For five consecutive school years, a giant 25-foot-by-5 foot heap of dirt had sat on the playground of Oyster Bilingual Elementary School in Woodley Park. Finally, more than a year after City Paper first covered the story, the pile is gone, replaced with a climbing wall for kids.
The developer who built the school had used dirt mound to disguise a slab of unsightly concrete that was reinforcing the playground area. But the mound became the truly unsightly thing when it lost its grass and deteriorated into a pile of dirt and rocks. When parents first proposed transforming the mound into a climbing wall, according to ANC Commissioner Deborah Jane Lindeman, D.C. Public Schools wouldn't allow it.
“The powers that be were just stubborn as all get out.” Lindeman says. She says that DCPS argued that the climbing wall and wouldn't be fair to disabled/handicapped students, even though the parents’ plans also included an ADA-compliant climbable rock. Complaining to School Board Superintendent Clifford Janey didn't do any good.

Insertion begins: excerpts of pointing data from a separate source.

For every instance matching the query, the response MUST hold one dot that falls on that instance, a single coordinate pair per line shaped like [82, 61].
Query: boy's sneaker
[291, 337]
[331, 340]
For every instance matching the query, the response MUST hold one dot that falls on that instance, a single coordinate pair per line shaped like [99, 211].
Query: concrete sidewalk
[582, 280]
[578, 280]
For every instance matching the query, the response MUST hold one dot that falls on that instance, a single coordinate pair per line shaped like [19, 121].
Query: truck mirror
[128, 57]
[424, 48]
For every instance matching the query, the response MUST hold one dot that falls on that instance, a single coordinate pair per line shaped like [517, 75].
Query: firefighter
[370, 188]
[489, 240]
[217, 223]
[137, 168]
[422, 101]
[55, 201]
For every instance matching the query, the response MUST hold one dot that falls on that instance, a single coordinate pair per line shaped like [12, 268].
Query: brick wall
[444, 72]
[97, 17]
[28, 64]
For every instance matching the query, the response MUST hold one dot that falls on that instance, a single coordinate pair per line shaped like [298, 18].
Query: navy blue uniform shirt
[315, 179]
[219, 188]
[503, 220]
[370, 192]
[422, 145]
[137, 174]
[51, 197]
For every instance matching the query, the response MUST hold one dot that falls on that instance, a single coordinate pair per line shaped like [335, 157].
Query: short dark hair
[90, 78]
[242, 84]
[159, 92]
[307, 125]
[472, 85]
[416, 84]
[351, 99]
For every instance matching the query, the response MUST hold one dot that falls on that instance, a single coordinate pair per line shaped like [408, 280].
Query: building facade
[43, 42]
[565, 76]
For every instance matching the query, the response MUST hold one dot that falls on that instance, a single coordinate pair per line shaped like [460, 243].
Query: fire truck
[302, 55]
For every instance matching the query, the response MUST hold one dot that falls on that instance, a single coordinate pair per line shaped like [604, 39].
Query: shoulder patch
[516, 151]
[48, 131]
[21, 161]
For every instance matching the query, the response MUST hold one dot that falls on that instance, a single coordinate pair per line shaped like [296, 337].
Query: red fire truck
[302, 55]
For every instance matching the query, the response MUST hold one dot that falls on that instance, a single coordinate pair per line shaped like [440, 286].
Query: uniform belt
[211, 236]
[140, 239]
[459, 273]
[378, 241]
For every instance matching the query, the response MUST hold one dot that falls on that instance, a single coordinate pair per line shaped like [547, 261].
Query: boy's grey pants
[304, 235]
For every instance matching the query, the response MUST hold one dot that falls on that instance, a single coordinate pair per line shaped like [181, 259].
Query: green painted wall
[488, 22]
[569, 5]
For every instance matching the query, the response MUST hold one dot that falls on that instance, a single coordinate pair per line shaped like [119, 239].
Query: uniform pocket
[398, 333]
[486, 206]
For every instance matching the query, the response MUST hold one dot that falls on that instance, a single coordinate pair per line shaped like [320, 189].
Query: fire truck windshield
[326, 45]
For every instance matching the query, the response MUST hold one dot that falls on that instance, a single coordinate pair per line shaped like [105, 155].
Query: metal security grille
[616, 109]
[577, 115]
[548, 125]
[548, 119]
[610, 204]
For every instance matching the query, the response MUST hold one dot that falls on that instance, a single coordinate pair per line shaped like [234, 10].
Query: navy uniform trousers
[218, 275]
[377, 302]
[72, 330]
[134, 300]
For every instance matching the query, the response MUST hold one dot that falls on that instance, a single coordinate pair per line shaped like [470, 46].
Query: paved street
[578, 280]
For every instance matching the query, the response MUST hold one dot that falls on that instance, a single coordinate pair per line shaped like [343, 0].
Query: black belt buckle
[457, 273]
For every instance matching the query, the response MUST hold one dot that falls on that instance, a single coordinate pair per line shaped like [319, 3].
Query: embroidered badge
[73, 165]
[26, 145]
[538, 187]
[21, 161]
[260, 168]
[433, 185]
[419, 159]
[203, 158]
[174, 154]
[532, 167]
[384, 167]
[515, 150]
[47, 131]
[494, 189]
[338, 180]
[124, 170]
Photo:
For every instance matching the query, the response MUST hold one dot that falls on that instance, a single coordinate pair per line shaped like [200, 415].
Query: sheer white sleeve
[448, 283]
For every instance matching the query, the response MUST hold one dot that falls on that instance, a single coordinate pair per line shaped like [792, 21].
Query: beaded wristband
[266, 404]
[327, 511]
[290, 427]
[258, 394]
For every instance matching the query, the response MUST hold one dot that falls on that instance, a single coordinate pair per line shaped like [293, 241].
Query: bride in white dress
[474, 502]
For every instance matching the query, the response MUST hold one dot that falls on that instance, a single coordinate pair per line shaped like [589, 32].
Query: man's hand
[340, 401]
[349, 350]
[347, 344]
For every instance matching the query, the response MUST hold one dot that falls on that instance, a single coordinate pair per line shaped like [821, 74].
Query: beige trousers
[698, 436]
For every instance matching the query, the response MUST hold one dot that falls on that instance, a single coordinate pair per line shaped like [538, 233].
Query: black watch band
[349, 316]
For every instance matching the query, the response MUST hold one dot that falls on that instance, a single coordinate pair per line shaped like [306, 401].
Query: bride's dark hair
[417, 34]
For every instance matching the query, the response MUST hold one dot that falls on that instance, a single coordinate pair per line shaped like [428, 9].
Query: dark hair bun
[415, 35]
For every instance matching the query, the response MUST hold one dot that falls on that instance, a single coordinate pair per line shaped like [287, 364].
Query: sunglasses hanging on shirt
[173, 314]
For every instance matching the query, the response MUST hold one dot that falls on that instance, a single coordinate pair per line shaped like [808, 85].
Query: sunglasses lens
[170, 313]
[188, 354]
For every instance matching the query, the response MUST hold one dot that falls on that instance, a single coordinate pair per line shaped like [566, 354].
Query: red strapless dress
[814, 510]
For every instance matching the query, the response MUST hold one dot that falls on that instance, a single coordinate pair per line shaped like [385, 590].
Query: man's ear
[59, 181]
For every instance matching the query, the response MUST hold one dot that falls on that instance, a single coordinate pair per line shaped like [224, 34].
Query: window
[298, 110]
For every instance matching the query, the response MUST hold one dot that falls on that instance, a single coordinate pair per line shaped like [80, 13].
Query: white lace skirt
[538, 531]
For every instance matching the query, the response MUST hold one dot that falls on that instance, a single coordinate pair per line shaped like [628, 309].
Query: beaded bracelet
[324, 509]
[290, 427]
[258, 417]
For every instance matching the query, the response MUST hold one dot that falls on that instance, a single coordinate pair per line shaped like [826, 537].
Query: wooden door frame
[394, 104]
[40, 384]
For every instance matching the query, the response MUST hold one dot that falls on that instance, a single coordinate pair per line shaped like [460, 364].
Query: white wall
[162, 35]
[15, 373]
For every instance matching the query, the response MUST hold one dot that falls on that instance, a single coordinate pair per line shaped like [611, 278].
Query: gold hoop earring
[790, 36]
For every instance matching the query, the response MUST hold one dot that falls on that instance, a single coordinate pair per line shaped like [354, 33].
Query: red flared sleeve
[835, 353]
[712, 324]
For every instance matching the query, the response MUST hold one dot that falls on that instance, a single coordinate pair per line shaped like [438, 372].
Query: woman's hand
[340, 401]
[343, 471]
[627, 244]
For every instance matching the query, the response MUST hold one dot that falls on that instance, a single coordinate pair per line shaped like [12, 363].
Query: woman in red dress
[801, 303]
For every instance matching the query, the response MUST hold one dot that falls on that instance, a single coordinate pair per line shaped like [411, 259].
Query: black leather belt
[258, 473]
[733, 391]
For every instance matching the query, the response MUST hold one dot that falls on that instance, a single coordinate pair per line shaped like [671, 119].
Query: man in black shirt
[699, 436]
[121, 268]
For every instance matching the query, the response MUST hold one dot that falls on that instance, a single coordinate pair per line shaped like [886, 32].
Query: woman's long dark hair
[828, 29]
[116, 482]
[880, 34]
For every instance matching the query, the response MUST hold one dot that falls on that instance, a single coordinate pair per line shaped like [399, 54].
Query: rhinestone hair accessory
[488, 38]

When DCPS finally gave the Oyster Community Council permission to finish the climbling wall last year, parents went to the local advisory neighborhood commission for a $17,100 grant to make the improvements.
Lindeman says she doesn't understand why DCPS was so stubborn in the first place. “They kept claiming that it wasn't ADA-compliant,” she says. “But neither is a mound of dirt and rocks and exposed concrete.”